The company’s sustainability team collaborates with external experts and aims to align future metrics with science-based approaches such as the SBTN framework.
Why Biodiversity Matters — and Why It’s Hard
Flying Tiger Copenhagen’s work with biodiversity is motivated by both responsibility and resilience.
The company sees biodiversity as a foundation for long-term supply security and business stability.
“Biodiversity loss can affect raw-material availability, pricing and supply-chain continuity,” Pondal notes. “By acting early, we reduce future risk and strengthen our position as regulations and expectations evolve.”
Yet she is candid about the difficulties.
“Biodiversity is still a developing field,” Pondal says. “The data and methods are patchy, especially across global value chains. But we can’t wait for perfect information – we learn by doing.”
The company’s biodiversity screening and circular-economy roadmap are helping manage these challenges, while ensuring that future actions — from material sourcing to product design — are aligned with both ecological and commercial realities.
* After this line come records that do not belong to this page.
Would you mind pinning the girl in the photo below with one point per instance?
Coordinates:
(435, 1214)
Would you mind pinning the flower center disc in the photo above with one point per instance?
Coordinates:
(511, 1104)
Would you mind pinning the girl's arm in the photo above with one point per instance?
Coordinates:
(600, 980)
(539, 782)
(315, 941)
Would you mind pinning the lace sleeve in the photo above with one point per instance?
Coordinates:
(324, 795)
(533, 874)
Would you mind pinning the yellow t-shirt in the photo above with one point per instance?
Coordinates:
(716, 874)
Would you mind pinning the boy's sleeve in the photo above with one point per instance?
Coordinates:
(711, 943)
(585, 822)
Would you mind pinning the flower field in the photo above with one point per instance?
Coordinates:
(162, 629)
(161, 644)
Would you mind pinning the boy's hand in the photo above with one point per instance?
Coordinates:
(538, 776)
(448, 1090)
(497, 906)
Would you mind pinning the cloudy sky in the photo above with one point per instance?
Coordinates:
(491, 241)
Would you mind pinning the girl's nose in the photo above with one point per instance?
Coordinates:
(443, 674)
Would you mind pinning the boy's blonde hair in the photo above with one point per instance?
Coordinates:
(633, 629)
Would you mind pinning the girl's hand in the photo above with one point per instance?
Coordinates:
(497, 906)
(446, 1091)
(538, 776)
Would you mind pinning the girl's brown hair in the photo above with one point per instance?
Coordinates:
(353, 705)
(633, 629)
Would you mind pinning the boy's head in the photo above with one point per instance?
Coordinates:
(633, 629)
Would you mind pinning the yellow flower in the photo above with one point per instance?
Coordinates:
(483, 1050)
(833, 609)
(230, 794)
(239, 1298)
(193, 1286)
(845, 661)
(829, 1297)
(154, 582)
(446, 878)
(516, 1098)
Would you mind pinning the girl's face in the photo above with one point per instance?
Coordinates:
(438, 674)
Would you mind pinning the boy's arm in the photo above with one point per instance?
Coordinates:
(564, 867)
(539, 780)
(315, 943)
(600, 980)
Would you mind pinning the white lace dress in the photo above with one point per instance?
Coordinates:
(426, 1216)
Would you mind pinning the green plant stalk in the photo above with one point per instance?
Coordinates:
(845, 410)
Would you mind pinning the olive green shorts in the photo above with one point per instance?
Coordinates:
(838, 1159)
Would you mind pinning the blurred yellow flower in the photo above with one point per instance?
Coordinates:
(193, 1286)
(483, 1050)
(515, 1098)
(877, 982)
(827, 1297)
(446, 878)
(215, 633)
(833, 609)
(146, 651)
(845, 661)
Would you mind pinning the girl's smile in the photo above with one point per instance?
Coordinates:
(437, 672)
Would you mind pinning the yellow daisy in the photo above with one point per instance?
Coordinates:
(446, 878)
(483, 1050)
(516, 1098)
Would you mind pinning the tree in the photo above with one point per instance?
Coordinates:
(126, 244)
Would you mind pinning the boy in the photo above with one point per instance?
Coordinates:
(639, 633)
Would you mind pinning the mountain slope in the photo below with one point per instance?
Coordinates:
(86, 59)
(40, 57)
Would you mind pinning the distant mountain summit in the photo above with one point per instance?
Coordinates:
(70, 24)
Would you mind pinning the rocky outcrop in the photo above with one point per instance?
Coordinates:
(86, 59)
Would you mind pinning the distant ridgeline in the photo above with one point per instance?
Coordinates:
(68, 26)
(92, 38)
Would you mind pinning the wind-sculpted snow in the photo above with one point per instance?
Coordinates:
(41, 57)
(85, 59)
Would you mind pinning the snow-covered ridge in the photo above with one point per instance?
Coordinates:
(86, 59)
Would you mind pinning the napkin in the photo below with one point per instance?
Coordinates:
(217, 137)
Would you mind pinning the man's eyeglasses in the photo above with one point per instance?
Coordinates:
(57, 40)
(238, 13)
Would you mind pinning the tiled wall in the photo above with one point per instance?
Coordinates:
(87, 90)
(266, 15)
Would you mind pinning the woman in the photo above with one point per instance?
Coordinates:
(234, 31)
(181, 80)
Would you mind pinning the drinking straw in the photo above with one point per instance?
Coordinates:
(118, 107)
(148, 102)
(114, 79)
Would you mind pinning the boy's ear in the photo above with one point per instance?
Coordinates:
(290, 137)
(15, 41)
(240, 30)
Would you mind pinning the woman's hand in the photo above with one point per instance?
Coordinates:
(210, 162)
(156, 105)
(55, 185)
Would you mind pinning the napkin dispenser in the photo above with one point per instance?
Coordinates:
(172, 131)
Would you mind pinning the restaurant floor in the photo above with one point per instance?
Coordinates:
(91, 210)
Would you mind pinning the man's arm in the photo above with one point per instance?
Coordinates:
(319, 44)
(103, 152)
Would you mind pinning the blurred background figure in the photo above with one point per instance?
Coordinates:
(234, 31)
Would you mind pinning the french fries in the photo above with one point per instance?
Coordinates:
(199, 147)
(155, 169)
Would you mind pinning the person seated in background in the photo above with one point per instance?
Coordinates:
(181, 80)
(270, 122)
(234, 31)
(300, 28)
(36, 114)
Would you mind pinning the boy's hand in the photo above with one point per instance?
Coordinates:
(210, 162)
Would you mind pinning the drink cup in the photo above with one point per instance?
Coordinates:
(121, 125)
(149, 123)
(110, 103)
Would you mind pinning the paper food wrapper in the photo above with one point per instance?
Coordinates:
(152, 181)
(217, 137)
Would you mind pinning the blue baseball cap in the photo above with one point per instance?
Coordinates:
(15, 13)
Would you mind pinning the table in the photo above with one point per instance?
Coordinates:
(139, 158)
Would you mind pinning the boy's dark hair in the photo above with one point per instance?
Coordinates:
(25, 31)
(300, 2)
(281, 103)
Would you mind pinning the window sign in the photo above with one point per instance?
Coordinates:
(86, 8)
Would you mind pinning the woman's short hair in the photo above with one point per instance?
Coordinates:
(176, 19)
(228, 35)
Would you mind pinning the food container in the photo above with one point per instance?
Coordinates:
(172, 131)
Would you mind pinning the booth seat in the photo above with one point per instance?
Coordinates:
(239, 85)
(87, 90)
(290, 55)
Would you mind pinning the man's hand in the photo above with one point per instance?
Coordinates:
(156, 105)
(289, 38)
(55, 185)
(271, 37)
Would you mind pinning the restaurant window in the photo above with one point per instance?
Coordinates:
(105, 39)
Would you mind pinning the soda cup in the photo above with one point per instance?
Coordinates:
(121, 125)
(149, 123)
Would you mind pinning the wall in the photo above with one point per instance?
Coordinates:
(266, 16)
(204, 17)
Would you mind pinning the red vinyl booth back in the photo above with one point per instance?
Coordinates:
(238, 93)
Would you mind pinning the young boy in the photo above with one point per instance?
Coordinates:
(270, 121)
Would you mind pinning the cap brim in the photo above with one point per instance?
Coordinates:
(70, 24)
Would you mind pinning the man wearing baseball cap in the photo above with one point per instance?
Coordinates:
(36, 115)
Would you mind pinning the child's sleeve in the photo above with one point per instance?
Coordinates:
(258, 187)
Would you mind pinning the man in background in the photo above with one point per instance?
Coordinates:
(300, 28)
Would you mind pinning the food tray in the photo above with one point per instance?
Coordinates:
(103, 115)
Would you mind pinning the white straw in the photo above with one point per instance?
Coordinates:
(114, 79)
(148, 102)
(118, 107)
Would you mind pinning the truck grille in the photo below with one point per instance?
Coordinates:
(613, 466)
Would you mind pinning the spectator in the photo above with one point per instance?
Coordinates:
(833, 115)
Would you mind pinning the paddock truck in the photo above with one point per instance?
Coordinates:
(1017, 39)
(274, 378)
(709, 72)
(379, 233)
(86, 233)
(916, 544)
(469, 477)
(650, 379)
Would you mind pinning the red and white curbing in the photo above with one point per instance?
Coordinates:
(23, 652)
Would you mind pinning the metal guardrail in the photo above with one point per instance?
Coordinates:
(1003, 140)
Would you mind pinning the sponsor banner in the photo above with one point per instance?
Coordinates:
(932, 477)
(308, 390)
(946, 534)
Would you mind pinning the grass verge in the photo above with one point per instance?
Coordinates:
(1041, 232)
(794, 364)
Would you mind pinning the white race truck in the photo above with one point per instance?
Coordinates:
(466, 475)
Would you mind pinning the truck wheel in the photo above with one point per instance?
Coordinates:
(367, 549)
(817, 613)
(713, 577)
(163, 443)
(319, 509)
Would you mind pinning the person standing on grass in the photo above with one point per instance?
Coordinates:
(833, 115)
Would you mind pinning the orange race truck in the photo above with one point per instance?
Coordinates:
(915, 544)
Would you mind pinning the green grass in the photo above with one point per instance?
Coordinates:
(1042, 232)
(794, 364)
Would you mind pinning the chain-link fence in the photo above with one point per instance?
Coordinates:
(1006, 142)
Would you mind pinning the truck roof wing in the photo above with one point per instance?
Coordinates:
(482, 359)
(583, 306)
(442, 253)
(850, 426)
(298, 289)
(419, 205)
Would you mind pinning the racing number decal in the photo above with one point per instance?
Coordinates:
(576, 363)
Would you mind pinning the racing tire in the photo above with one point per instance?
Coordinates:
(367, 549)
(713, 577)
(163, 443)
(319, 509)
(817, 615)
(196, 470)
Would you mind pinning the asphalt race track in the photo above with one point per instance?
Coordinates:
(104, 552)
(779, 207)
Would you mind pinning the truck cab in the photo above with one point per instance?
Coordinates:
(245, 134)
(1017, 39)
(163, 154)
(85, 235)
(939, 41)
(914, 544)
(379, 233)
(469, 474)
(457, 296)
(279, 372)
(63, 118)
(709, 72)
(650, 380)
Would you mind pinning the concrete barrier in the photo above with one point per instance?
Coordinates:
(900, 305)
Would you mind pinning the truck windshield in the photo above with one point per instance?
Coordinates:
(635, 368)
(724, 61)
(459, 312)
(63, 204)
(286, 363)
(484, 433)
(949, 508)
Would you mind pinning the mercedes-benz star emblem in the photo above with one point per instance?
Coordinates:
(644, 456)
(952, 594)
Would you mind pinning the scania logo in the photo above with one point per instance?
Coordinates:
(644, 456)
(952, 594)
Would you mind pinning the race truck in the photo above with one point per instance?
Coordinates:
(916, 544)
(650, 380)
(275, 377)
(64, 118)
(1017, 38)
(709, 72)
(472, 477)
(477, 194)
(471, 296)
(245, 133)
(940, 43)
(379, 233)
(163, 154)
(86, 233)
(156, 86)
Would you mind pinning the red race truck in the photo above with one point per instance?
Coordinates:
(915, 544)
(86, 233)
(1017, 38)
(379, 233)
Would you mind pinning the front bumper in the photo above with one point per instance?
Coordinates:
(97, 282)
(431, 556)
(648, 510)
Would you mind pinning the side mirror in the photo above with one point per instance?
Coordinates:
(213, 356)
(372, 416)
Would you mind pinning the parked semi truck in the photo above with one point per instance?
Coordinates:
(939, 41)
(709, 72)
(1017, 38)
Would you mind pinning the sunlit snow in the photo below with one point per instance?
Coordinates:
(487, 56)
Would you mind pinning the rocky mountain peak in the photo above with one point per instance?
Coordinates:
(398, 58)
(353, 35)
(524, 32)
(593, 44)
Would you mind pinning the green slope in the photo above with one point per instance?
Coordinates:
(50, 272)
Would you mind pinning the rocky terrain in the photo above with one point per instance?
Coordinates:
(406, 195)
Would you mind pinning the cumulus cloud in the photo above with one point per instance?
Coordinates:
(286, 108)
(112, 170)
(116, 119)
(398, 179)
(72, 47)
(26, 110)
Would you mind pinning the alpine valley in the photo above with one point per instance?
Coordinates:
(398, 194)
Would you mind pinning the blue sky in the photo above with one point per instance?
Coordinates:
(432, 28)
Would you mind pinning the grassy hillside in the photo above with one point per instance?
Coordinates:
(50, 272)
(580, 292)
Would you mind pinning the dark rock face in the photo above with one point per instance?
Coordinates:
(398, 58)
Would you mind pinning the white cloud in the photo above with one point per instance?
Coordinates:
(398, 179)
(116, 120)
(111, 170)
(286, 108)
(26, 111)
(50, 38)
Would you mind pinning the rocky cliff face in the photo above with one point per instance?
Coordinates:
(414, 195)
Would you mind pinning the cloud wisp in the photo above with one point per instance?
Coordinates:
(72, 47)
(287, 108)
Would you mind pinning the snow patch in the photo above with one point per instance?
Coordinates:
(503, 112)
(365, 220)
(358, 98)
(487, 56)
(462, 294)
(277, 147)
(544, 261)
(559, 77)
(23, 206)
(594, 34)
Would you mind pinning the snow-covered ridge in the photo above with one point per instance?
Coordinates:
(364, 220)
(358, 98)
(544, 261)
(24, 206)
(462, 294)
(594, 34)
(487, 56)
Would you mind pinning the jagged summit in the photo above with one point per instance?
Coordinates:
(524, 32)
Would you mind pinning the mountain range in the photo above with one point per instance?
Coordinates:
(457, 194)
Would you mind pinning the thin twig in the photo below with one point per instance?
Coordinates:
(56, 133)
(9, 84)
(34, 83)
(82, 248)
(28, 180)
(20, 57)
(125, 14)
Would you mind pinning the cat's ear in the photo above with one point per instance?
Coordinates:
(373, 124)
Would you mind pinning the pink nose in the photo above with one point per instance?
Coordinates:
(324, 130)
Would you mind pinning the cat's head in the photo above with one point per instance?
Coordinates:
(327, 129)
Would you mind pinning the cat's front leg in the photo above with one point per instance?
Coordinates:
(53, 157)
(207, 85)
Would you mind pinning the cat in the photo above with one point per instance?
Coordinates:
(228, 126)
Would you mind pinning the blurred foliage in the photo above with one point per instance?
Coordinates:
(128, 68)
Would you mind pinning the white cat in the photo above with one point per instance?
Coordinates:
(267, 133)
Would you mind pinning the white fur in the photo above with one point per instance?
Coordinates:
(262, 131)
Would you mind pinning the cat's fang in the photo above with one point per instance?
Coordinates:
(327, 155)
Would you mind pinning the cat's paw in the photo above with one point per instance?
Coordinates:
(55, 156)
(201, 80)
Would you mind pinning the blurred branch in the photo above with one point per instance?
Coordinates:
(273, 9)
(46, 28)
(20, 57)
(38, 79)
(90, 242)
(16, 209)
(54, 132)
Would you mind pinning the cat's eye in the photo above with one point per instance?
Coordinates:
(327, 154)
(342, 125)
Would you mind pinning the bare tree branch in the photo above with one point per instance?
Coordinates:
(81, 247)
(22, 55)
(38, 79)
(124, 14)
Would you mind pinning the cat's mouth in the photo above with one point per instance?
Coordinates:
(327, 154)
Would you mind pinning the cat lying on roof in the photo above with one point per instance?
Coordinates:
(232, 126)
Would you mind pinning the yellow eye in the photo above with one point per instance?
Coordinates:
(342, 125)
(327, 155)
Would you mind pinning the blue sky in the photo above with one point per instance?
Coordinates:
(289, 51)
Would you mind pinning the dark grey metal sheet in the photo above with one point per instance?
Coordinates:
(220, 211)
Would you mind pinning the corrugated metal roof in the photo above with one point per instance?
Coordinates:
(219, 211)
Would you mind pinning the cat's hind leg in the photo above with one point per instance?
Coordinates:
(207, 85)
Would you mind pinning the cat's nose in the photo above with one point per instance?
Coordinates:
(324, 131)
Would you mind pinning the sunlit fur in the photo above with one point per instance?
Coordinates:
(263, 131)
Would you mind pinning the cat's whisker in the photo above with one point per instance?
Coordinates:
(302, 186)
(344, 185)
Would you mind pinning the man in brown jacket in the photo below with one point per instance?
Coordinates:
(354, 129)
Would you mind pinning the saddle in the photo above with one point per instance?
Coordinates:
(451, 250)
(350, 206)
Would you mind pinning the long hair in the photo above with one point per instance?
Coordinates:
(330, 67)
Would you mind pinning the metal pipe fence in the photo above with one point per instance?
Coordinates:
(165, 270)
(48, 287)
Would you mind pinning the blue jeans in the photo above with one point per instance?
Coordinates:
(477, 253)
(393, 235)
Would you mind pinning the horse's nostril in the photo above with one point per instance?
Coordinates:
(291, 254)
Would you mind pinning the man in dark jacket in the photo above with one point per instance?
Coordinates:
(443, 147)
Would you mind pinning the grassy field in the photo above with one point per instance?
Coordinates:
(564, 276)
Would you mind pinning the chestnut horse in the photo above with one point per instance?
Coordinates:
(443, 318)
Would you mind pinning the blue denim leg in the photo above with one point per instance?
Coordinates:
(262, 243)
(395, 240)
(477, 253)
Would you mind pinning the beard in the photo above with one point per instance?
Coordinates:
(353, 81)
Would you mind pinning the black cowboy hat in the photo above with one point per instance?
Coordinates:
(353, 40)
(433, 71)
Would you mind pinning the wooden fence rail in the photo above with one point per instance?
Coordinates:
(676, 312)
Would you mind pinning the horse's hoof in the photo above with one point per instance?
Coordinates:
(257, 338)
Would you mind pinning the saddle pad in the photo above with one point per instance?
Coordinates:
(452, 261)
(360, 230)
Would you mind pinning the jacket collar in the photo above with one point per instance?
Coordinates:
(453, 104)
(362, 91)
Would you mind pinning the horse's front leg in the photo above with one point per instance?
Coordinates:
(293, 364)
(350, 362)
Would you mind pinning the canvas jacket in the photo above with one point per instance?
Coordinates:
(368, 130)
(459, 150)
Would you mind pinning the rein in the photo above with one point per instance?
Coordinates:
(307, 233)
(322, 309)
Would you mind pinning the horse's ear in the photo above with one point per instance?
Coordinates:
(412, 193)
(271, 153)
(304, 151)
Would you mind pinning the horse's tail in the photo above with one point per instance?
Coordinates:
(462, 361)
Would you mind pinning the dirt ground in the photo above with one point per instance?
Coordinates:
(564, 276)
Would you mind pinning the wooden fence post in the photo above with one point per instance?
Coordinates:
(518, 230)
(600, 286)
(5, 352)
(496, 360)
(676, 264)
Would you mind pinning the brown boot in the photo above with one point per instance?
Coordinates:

Key Learnings for Other Companies
Reflecting on Flying Tiger Copenhagen’s journey, Pondal offers three insights for peers embarking on a similar path:
- Start with what you already do well.
“If you already have strong circular-economy or material-sourcing programmes, use them as a bridge into biodiversity. Don’t wait for perfect data.” - Focus where it matters most.
“Use tools like WWF or SBTN frameworks to identify hotspots — materials or supply chains with the biggest biodiversity impact — and prioritise those.” - Move despite uncertainty.
“The science is still developing. But if you wait for complete clarity, you’ll be too late. Build capacity, experiment, and improve as knowledge grows.”
An Honest Journey, not a Finished Story
Flying Tiger Copenhagen is open about the fact that it is still early in its biodiversity journey.
The company does not claim perfection but is working systematically to connect circular design, renewable materials and biodiversity protection.
“We don’t have all the answers,” Pondal concludes. “But we are committed to asking the right questions and to improve as we learn.”